Within his discussion of a national renaissance, Ahad Ha’am presented his idea of “spiritual Zionism”: By creating a spiritual center for the Jewish people in Eretz Yisrael – with extensive physical labor together with cultural and educational efforts – the Jewish people will become unified and their national spirit renewed. And this sentiment will emanate from the spiritual center to all directions of the Diaspora, where assimilation was a very real danger. Ahad Ha’am believed that even if it were possible to absorb all Jews in Eretz Yisrael, its existence will not solve their political and financial troubles, but mainly the national-spiritual aspect. However, he did believe in a future growth of Jewish population assembled in Eretz Yisrael, bringing about the establishment of a Jewish state in which cultural and national freedom will be made possible.

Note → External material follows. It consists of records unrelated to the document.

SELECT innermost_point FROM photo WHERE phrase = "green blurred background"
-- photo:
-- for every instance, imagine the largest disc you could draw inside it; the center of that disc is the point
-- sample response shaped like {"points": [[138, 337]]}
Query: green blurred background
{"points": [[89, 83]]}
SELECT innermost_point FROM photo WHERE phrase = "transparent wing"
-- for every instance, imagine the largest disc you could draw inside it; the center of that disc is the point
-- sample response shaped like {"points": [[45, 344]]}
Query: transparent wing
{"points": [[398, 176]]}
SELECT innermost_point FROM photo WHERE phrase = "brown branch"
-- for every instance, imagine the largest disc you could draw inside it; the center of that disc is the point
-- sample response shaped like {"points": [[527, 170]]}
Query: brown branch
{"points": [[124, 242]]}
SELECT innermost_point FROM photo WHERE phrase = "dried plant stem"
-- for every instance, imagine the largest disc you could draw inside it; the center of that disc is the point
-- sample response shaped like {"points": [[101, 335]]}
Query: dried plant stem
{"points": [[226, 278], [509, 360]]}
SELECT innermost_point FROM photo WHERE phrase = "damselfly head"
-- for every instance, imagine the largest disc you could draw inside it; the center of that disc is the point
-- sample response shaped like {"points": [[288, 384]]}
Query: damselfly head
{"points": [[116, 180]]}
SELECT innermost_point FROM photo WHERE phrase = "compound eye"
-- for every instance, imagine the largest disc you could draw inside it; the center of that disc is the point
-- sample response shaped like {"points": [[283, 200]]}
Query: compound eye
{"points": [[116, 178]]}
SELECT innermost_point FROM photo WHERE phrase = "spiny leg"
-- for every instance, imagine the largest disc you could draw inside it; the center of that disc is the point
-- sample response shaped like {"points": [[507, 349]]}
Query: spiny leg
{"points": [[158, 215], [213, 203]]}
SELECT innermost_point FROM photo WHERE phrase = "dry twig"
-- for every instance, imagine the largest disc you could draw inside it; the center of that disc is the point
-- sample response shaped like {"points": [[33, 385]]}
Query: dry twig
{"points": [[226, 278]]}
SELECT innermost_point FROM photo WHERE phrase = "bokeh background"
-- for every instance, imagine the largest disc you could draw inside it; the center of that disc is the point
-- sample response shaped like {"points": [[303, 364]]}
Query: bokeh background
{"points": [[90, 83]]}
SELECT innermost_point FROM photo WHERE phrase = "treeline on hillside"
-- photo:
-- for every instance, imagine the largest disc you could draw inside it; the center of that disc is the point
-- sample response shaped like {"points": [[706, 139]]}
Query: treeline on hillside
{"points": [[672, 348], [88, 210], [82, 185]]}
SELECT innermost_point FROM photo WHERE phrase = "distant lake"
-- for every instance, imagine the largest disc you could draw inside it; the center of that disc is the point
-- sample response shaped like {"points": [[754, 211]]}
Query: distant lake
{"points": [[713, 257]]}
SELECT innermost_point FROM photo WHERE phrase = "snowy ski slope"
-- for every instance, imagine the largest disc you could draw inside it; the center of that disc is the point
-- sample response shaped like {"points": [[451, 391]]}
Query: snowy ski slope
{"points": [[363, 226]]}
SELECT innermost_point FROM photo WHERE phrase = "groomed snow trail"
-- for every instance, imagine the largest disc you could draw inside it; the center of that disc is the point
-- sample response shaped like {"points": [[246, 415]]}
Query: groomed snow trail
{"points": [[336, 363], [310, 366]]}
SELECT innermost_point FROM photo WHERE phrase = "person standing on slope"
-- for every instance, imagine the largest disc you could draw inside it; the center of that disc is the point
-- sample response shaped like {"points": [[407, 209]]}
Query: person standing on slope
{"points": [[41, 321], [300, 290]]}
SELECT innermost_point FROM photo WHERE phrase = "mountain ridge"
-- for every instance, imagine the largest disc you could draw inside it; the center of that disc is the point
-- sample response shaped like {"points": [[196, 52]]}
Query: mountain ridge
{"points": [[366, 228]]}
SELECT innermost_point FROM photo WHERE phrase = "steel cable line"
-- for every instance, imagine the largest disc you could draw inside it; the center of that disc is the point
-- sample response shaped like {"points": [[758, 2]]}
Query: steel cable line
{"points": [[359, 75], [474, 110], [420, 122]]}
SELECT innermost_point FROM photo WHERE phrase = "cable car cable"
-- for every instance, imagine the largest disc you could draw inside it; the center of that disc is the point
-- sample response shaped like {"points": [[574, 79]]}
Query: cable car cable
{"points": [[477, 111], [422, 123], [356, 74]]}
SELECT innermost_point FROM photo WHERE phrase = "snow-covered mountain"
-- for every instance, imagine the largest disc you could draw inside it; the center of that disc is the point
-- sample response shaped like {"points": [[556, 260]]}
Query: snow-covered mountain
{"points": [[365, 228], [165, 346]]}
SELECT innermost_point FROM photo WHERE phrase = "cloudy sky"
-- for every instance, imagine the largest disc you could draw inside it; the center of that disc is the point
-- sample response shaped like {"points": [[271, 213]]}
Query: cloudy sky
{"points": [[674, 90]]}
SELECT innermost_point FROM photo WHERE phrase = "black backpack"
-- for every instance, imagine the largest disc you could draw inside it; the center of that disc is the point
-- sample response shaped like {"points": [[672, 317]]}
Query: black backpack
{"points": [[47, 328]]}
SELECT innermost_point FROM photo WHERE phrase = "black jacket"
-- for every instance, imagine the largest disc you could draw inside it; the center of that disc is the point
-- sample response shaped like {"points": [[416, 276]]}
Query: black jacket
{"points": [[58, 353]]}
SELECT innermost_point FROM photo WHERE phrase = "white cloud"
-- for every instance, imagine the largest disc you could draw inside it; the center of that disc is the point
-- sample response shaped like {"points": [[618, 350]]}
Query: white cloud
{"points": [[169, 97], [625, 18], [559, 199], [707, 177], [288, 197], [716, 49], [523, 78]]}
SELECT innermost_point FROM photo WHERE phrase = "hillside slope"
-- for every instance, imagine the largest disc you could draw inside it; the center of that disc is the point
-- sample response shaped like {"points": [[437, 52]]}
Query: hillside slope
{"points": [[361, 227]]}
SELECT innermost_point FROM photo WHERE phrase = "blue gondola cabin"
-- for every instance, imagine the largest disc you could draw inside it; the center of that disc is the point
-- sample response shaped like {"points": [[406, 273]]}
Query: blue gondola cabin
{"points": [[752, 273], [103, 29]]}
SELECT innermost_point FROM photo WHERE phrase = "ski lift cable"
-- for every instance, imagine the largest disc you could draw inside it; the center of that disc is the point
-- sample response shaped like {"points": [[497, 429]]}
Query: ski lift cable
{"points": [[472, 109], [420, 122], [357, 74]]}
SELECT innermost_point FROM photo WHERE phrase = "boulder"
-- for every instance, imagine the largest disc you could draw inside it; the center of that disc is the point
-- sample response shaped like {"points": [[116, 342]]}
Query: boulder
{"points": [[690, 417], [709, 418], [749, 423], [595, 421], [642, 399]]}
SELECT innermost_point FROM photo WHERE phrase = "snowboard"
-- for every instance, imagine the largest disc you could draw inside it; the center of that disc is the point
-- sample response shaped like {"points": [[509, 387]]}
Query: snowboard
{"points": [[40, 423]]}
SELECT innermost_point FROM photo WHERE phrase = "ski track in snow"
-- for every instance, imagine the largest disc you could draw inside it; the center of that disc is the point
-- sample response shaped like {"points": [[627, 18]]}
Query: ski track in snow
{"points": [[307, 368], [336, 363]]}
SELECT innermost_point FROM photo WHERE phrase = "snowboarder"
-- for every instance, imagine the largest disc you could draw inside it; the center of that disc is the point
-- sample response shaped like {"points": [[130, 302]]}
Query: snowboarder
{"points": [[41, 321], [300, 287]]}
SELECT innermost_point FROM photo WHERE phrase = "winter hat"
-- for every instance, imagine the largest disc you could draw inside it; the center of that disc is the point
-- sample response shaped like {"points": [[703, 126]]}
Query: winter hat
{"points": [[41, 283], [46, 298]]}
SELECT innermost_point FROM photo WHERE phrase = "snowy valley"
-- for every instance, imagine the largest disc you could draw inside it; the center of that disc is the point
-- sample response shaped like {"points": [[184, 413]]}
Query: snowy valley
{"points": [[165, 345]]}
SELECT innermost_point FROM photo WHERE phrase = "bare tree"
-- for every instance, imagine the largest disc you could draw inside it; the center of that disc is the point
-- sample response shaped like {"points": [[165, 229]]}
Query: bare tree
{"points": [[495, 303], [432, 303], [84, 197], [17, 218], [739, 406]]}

The national renaissance, according to Ahad Ha’am, begins with the person’s Jewish identity, which was impaired during the nation’s years in exile. He contended that the practical side of the Jewish religion was no longer a unifying factor for the Jewish people. Jewish morality, however, was a moral ethic that was engulfed and shaped by the national spirit and was established by him as a cultural asset of utmost importance to the Jewish people.

Ahad Ha’am was among the first to point out to the Zionist movement the problems they would expect to face with the Arabs in Eretz Yisrael. In his article “Truths from Eretz Yisrael”, written following his first visit to the Land in 1891, he wrote that it was an error to dismiss the Arabs as “desert beasts” who “do not comprehend what is being done in their surroundings”, and predicted that if the Yishuv will try to force them out – they will object.

In 1889 Ahad Ha’am established the “Bnei Moshe” association. The association was active for eight years and achieved several of its goals: In the Second Zionist Congress (1898) it influenced the acceptance of a resolution calling to hold educational and cultural activities of national character in Eretz Yisrael and in the Diaspora. The association established a network of Hebraic schools promoting Ahad Ha’am’s belief that a Jewish person is not necessarily one who follows Jewish Law. Rather, it is one who identifies with Jewish nationalism and expresses it by making Aliyah and speaking the Hebrew language. Despite the fierce objection to this educational approach, especially among the older Yishuv inhabitants, educational institutions were established to give nationalistic Hebraic education. The Bnei Moshe association also took part in establishing Rehovot as an example of an independent Jewish settlement.

During the years 1915 – 1918 Ahad Ha’am worked with Chaim Weizmann to retrieve the Balfour Declaration. In 1922 he made Aliyah and settled in Tel Aviv, where he served until 1926 as a member of the Executive Committee of the city council.